Methodological terrorism. For reals. (How to deal with “what we don’t know” in missing-data imputation.)

Kevin Lewis points us to this paper, by Aaron Safer-Lichtenstein, Gary LaFree, Thomas Loughran, on the methodology of terrorism studies. This is about as close to actual “methodological terrorism” as we’re ever gonna see here.

The linked article begins:

Although the empirical and analytical study of terrorism has grown dramatically in the past decade and a half to incorporate more sophisticated statistical and econometric methods, data validity is still an open, first-order question. Specifically, methods for treating missing data often rely on strong, untestable, and often implicit assumptions about the nature of the missing values.

Later, they write:

If researchers choose to impute data, then they must be clear about the benefits and drawbacks of using an imputation technique.

Yes, definitely. One funny thing about missing-data imputation is that the methods are so mysterious and are so obviously subject to uncheckable assumptions that there’s a tendency for researchers to just throw up their hands and give up, and either go for crude data-simplification strategies such as throwing away all cases where anything is missing, or just imputing without any attempt to check the resulting inferences.

My preference is to impute and then check assumptions, as here. That said, in practice this can be a bit of work so in a lot of my own applied work I kinda close my eyes to the problem too. I should do better.

5 thoughts on “Methodological terrorism. For reals. (How to deal with “what we don’t know” in missing-data imputation.)

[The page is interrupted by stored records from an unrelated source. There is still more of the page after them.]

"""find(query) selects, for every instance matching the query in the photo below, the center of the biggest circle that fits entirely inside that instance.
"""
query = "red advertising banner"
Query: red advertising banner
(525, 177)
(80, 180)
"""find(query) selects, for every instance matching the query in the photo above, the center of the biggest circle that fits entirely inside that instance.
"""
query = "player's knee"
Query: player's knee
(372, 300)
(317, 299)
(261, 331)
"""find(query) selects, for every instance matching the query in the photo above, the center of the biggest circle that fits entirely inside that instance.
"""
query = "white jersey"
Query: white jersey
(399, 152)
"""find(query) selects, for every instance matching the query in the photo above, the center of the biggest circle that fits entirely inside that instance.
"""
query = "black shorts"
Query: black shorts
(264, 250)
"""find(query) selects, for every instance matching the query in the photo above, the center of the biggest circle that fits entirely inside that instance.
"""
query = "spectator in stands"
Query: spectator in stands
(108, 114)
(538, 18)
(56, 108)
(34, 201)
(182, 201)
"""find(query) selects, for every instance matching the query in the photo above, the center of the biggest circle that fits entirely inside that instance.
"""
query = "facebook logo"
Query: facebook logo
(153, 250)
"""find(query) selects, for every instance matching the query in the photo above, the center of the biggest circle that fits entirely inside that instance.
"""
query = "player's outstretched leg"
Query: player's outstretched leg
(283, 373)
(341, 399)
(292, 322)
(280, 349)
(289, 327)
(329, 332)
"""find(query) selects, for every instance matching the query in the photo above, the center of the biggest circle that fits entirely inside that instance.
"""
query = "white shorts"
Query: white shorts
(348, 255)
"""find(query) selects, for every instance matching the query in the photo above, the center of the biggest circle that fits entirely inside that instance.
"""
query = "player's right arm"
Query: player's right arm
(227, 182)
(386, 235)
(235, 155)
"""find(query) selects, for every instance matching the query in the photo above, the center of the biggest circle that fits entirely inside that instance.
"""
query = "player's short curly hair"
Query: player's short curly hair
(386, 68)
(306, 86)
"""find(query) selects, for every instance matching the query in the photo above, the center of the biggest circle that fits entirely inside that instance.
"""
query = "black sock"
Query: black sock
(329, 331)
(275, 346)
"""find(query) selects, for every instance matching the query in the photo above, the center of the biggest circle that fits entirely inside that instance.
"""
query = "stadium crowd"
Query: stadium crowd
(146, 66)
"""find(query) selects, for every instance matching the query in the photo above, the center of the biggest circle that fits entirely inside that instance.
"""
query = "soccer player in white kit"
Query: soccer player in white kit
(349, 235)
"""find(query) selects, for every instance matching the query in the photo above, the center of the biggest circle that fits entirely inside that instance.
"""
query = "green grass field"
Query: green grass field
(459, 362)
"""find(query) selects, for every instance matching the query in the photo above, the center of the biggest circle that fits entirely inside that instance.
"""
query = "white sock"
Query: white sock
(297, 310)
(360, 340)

  1. Just as we should be clear of the biases and assumptions that can be made using listwise and pairwise deletion. Which bias and assumptions do you want to highlight in our studies? No technique is without issues.

  2. I always find it unusual that researchers will avoid data imputation because of the complexity of the methods and think they are fine by excluding cases that have data missing (some even consider it to increase rigor). Do they not understand that if there’s a systematic reason for the data missing, it will simply bias the results?

    • While I agree with this as a general idea, it does depend on the problem being studied. While you might argue that it is better to model every case in a set of data rather than remove it, modeling cases without enough data to be useful is indistinguishable from deletion, though I certainly acknowledge the benefit of this as a normative practice given it forces researchers to think more deeply about their data.